Diabetes, or hyperglycemia, is high blood glucose. If blood sugar levels are not normalized in a diabetic, the body may have trouble fending off infections due to decreased functioning of the immune system. This can affect the feet in particular due to peripheral artery disease (lack of circulation) and peripheral neuropathy (loss of feeling).

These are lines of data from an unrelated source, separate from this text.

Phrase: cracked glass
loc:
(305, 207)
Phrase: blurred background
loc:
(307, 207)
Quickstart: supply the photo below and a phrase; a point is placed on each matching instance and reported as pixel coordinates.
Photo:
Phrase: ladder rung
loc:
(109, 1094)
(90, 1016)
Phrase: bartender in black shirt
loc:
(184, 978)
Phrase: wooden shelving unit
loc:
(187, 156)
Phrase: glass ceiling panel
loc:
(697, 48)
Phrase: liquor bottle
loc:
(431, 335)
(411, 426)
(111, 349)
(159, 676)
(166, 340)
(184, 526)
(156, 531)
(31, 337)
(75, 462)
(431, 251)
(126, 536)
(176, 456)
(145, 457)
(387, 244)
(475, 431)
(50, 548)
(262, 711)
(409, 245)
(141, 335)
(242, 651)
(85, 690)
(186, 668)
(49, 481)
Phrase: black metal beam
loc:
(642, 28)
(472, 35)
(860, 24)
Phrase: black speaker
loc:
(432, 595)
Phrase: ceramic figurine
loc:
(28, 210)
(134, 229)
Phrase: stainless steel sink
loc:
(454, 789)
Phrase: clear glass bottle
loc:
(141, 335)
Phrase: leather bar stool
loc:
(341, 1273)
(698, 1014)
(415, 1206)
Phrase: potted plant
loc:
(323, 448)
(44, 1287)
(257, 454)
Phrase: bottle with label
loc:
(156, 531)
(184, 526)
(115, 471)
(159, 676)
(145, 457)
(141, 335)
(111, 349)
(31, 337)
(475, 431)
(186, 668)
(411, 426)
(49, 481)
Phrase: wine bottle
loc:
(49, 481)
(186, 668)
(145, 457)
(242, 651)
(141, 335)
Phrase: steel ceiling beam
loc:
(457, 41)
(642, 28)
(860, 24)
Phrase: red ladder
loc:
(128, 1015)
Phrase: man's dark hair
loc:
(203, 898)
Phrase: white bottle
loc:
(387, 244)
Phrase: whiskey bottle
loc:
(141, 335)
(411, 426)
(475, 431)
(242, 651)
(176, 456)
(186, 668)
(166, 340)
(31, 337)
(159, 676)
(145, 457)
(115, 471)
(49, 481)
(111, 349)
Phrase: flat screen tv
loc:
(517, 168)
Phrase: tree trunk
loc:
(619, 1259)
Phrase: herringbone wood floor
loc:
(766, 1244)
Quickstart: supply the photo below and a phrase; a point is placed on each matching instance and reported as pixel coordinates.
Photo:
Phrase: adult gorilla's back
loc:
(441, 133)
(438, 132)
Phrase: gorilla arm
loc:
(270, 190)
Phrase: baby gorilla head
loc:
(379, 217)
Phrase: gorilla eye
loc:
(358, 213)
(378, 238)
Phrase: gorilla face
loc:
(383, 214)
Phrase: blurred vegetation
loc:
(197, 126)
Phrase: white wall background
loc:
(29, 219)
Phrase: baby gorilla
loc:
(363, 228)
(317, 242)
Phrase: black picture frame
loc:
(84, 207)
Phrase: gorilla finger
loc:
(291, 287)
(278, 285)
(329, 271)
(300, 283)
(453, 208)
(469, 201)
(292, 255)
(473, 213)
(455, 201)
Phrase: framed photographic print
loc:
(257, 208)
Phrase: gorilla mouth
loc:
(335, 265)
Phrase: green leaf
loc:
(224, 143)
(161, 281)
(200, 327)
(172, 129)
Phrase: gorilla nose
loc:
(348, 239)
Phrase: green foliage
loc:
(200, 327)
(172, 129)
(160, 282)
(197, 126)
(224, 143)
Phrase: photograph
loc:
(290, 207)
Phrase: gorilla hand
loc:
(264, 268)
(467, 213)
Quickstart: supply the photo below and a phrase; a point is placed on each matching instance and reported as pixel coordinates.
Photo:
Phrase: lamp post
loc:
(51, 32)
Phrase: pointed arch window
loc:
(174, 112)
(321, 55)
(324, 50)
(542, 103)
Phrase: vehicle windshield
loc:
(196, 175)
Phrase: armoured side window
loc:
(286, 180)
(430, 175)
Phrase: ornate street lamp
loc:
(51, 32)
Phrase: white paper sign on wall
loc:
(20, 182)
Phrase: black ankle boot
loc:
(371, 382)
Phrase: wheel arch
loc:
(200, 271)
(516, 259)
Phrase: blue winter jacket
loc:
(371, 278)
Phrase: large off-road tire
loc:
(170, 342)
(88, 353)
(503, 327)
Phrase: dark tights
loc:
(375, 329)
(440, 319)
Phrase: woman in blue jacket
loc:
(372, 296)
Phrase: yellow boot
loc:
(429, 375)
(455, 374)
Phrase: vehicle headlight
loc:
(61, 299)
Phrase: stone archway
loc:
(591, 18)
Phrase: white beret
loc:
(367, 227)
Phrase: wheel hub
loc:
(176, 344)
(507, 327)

As a result of diabetes, the feet may become susceptible to a slew of problems, such as ulcers and wounds that do not heal properly, fungal infections, ingrown or brittle toenails, corns, calluses, hammertoes, athlete’s foot, and cracked or dry skin. Gangrene, or dead tissue, can develop, causing bacterial infections that may result in amputation of the affected areas. Even every day activities such as walking can cause issues in the feet of a diabetic, as the bones, joints, and skin are affected by the condition.

For the diabetic, proper and thorough foot care is imperative. Diabetics should check their feet daily for early detection of foot problems or injuries.

Here are proper foot care suggestions for diabetics to follow:

  • Keep feet clean, warm, and dry (thoroughly dry between toes)
  • Wear comfortable shoes and do not wear the same pair every day (look for roomy toe boxes, leather uppers, and shoes that do not pinch, rub, or cause pressure; avoid stiff shoes and gradually break-in new footwear)
  • Always wear clean, dry socks without tears or irritating seams (thin cotton is absorbent and helps keep feet dry)
  • Do not leave feet exposed or unprotected (sleep in loose socks; do not wear flip flops or sandals; do not go barefoot)
  • Never expose feet to heat or high water temperatures (burns can occur due to loss of feeling)
  • Maintain better foot circulation (do not smoke; avoid stockings or socks with tight elastic bands; do not cross feet or legs when sitting)
  • Treat the feet gently (pat dry; avoid cutting or tearing the skin)
  • Carefully shape toenails straight across with an emery board (avoid ingrown toenails)
  • Do not use over-the-counter foot products such as antiseptic solutions, plasters, tapes, or anything sticky (they can damage the skin and lead to wounds)
  • Use moisturizer to keep skin supple (except between toes)
  • Do not treat corns or calluses at home; see a doctor for care

It is important that diabetics seek podiatric care on a regular basis to prevent foot problems that can easily get out of control. A podiatrist will ensure proper foot care, from maintenance to the treatment of any developing problems. Any foot problem should be immediately addressed in a diabetic to avoid serious complications.